Por Ximena Cobos
Fitter happier
More productive
Comfortable
Not drinking too much
OK Computer
Yo era una robot. Sé que estaba programada para escuchar atentamente a la gente. Una MoSA-CCX (Modelo de Servicio Autorizado), así lo marcaba mi número de serie grabado en todas mis tarjetas de identidad. Siempre que un agente me pedía identificarme, repasaba con atención aquellas letras y me miraba de arriba abajo, una vez tras otra, como checando que cada una de mis piezas fuera original. Ellos estaban autorizados a tocarnos, buscaban que no ocultáramos algo descompuesto o que no hubiésemos adquirido en el mercado negro alguna refacción para impedir nuestra salida de circulación.
Los modelos como yo trabajábamos en servicio al cliente, atendíamos los locales de la zona universitaria. Nos diseñaron para parecer tan jóvenes y risueñas como los estudiantes.

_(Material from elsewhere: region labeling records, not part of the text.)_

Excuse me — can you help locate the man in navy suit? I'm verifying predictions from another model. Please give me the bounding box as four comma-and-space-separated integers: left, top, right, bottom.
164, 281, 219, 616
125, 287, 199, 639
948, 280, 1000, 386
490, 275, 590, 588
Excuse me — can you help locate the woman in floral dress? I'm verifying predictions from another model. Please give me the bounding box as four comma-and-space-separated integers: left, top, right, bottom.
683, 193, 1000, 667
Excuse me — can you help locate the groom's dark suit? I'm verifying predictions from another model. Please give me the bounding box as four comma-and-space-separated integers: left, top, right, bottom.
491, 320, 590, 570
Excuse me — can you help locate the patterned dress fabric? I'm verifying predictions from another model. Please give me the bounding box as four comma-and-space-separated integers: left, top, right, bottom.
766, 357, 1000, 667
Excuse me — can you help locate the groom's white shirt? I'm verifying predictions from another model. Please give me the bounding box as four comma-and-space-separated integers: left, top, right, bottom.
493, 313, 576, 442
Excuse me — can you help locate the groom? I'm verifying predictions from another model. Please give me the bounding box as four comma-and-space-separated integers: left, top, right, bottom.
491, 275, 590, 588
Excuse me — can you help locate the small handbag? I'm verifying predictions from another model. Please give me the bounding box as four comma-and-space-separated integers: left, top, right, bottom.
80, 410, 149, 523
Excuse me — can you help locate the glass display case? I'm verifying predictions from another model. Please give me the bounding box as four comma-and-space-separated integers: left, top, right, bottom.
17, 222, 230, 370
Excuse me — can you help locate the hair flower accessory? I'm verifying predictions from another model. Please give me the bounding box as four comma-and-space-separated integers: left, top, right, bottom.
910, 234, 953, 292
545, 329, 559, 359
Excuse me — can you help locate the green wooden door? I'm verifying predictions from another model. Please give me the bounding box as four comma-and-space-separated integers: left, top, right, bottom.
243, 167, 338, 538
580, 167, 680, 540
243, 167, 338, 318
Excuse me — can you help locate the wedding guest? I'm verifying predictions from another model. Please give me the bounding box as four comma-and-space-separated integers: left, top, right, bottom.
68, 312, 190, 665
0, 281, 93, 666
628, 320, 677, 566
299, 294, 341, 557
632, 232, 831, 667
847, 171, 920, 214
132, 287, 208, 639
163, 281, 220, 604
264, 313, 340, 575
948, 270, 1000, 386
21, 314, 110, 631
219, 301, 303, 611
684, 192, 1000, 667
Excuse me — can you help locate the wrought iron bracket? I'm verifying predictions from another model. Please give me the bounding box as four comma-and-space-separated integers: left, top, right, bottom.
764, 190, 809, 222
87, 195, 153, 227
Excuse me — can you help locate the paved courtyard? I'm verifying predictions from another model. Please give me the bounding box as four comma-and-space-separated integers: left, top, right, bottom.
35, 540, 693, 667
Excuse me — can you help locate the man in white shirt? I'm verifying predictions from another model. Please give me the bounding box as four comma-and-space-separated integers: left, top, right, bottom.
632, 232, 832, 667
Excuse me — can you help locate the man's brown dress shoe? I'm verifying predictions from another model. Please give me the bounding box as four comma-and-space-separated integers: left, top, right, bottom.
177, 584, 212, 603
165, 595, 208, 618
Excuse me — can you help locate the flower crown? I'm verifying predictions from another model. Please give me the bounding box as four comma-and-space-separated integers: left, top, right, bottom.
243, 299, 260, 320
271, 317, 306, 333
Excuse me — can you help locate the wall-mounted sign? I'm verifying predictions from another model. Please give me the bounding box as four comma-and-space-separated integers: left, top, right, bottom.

La función del lenguaje era esencial, una de nuestras mejoras que añadió la compañía Zywat Org. tras décadas de investigación. Mi programación constaba en añadir a una velocidad de 100 p/s el vocabulario arrastrado como onda sonora en un perímetro de tres metros a la redonda. Esto para controlar que los grupos semánticos en que iba constituyendo mi acerbo no se salieran de mi contexto de servicio. Desde atrás de la barra en que preparaba bebidas fui repitiendo suavemente y luego con firmeza: capuchino, latte, expreso largo, macciato, mocca, infusión, té de jazmín, sencha pera, english breakfast, Oolong, pu-erh, hola, vuelva pronto, su cambio, chico, mediano o grande, ¿quiere canela?…

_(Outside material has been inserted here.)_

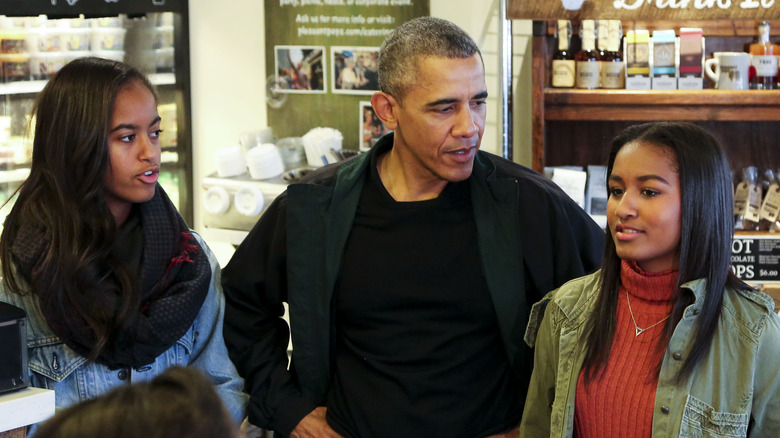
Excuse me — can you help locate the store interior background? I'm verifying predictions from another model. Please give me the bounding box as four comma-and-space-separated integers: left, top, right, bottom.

La función del lenguaje organizado en campos semánticos estaba cuidadosamente diseñada a fin de hacer sentir a los humanos menos amenazados por una máquina de servicio. En otro tiempo se dice que ocurrieron accidentes que los hicieron temer a las de nuestro tipo. Sin el control del perímetro y la longitud de onda captadas, los modelos anteriores añadieron palabras que les permitieron contravenir los pedidos de los humanos al analizar la congruencia de sus formulaciones de acuerdo a las instrucciones de acción establecidas según el servicio que desempeñaban. Un modelo como yo dedicado a cumplir las funciones de un barista podía rechazar la petición de un simple té de manzanilla o hallar errónea la formulación de un “americano ligero endulzado”. No tardó mucho tiempo en que los humanos, poseedores del saber total, se comenzaran a quejar de la imprudencia de aquel modelo, juzgando inconcebible su atrevimiento a corregir a los humanos. Con la mejora, en cambio, podíamos registrar la polisemia contextual de las palabras o simplemente analizar sus actos de habla para cumplirlos al pie de la letra.

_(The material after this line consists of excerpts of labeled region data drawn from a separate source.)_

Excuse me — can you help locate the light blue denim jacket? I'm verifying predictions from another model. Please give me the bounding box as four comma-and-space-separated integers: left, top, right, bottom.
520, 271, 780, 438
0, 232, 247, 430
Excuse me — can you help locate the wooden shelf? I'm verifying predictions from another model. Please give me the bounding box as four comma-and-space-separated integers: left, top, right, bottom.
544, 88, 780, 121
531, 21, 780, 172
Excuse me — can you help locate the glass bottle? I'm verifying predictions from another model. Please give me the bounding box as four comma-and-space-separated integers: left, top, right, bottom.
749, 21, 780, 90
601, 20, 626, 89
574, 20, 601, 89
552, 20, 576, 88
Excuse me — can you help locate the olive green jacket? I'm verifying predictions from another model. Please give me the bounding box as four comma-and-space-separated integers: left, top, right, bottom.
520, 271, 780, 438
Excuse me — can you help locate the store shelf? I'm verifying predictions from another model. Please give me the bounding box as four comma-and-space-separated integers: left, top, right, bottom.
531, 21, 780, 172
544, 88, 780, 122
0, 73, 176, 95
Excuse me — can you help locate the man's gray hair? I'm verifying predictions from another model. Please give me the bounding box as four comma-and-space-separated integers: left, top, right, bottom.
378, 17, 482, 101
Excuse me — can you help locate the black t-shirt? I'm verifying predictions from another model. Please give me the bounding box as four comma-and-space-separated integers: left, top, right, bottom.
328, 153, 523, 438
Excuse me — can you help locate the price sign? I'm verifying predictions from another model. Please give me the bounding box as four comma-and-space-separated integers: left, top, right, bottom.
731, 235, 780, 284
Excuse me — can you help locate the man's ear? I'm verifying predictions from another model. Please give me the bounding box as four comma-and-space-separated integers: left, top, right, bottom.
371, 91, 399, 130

Las mejoras que incorporaron en las MoSAs de última generación, con una capacidad de funcionamiento activa al 99.9 % y un déficit anual de .0002 en la capacidad de desarrollo de mis funciones, me permitían distinguir muy bien entre las clases de leche, pues teníamos registro de que los humanos podían tener estómagos sensibles debido a sus condiciones extremas de estrés y aprovechamiento máximo de sus espacios de ocio. Yo limpiaba el baño meticulosamente para cuando algún incidente inesperado, la primera señal de anomalía esofágica o gastrointestinal, sucediera. Mañana a mañana, abría el local puntualmente e iniciaba el ritual de sanitización y saneamiento. Mi programación incluía no solo una cara atenta y una sonrisa comprensiva. Me habían hecho para escuchar, sí, pero no podía dejar de atender las cosas más mínimas para la comodidad física de ellos, un baño prolijo al 100% con capacidad de aislamiento sonoro.
Luego algo pasó. Yo sabía que escuchaba, escuchaba porque era mi trabajo, un reflejo pasivo de la función servicial. Pero él no quería contar. Quería escucharme y yo sólo podía repetir el menú desde el inicio, dar las gracias y desear un buen día, además de todas las expresiones aprendidas que sabía usar de forma maquinal para generar algo parecido a una conversación sencilla y fluida, acciones más destinadas a confirmar a mi emisor que el canal de comunicación seguía abierto de forma efectiva, un marcador perfecto para permitirles continuar con sus historias. Aunque, de hecho, la necesidad de platicar y de ser escuchados de los humanos significó una falla no prevista en el control perimetral de captación sonora.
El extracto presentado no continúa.